El sismo del pasado 19 de septiembre fue trágico. Y sobre la enorme –y en buena hora- cantidad de personas que ayudaron a los afectados por el sismo, se habló. Sobre la tragedia que surge de las pérdidas humanas y la gran cantidad de gente que perdió sus departamentos o casas, de igual manera, se hizo eco.
Los héroes se mostraron casi de inmediato y con justa razón. La emergencia sí demostró que la sociedad tiene empatía por los demás, por ese resto que también la compone. Sin embargo, el impacto original provocado por la emergencia ha estado diluyéndose, de tal manera que comienza a despejarse el polvo que mantenía cubiertos a los villanos de esta historia.
Pero los villanos no tienen nombre y apellido, si así lo fuera, todo sería más fácil, sino que es un sinnúmero de personajes que de alguna manera se relacionan para conseguir un fin o fines que en mayor o menor medida los beneficie: la corrupción.
“Corromper es romper entre varios” (y nos rompimos), así lo afirma el neurocientífico Mariano Sigman.
Esa masa humana que no termina por tener un rostro definido y que sin embargo va cayendo desde la punta de la montaña, arrasándolo todo y a todos.
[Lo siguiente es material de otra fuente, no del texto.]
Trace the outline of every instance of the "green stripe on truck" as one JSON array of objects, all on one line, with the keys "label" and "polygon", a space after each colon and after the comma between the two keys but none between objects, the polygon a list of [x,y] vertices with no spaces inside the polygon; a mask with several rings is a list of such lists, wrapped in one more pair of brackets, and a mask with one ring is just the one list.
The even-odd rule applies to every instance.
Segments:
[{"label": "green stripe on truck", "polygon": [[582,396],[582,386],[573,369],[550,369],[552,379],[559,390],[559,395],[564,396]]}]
Esa bola de carne molida mata, aniquila: nos mutila.
La corrupción es la pérdida de la confianza en el otro, es presumir que el otro actuará de mala manera, por las formas habituales que dicta el día a día, el contexto, el terreno, el ambiente, la historia misma del país, y es cuando perdemos la noción de la realidad, es cuando corromperse se convierte en un aspecto cotidiano más de la sociedad, es cuando la corrupción se solapa porque qué más da, qué importa si todos son –somos- iguales.
No confiar en el otro es presumir que de igual manera, un día, se corromperá y pensar así, es mirar hacia otro lado cuando a un edificio se le mete material de menor calidad al requerido, es cuando el costo –menor- dicta la norma en lo correspondiente a la seguridad sin importar que serán personas los que habitarán esos lugares.
Estamos llenos de listos, rodeados de videntes que auguran la seguridad: todo se vuelve una cuestión de creencia, de fe; y entonces no hacemos sino confiar en la seguridad de las palabras del otro, de lo que dice el que “sabe”, del “profesional” que creemos debe tener un poco de sensibilidad para hacer las cosas bien; sin embargo, esa fe de la misma manera que los edificios, se quebró, se derrumbó o no está en condiciones de volver a ser habitada: la confianza, una vez más, está desquebrajada.
Sin embargo, de la misma manera que en un principio decidimos que necesitábamos un árbitro, un mediador para resolver nuestros problemas para no terminar matándonos; es decir, alguien o algo (en este caso las leyes y los que se encargan de aplicarla) que tuviera la capacidad de darle la razón a uno por encima de otro, se crearon las regulaciones necesarias para que tales derrumbes fueran los menos o ninguno, para que los “astutos” villanos no hicieran de las suyas.
Pero todos fallaron, fallamos, porque depositamos la fe en los incorrectos, en los cínicos, y la depositamos porque creíamos que la corrupción no mataba niños en una escuela, que no dejaría sin patrimonio a nadie (nos dicen que la seguridad está en adquirir una deuda a 30 años para pagar una casa “propia”), que no se burlarían con un apoyo de tres mil pesos mensuales para una renta, que su ayuda no sería un segundo crédito, que la Ciudad de México sí era un lugar seguro y moderno, que valía la pena pagar los sobreprecios por una ciudad cosmopolita y de primer mundo. Paradójicamente, la vida nos vino a enseñar que uno de sus máximos exponentes de lo anterior, no resistió el peso de nuestros fallos, de esa falsa creencia.
Y a todo esto, aparece el fenómeno de la gentrificación, que de pronto no suena tan irreal (reducirla a un hecho que es propio del capitalismo y nada más es peligroso e irresponsable) o importante, sino que es un tema mucho más profundo, que debe tenérsele muy en cuenta y que debe estudiarse, ahora, ya no por sus implicaciones sociales o económicas y demás sino por la seguridad de los involucrados.
Hoy más que nunca, la CdMx entendió que ser y parecer no es lo mismo, que para llegar a ser lo que sus gobernantes pretendían, faltaba mucho trabajo, muchos años, y consciencia social y moral que reestablecieran esos lazos de confianza que al día de hoy, solo su gente conserva para los suyos.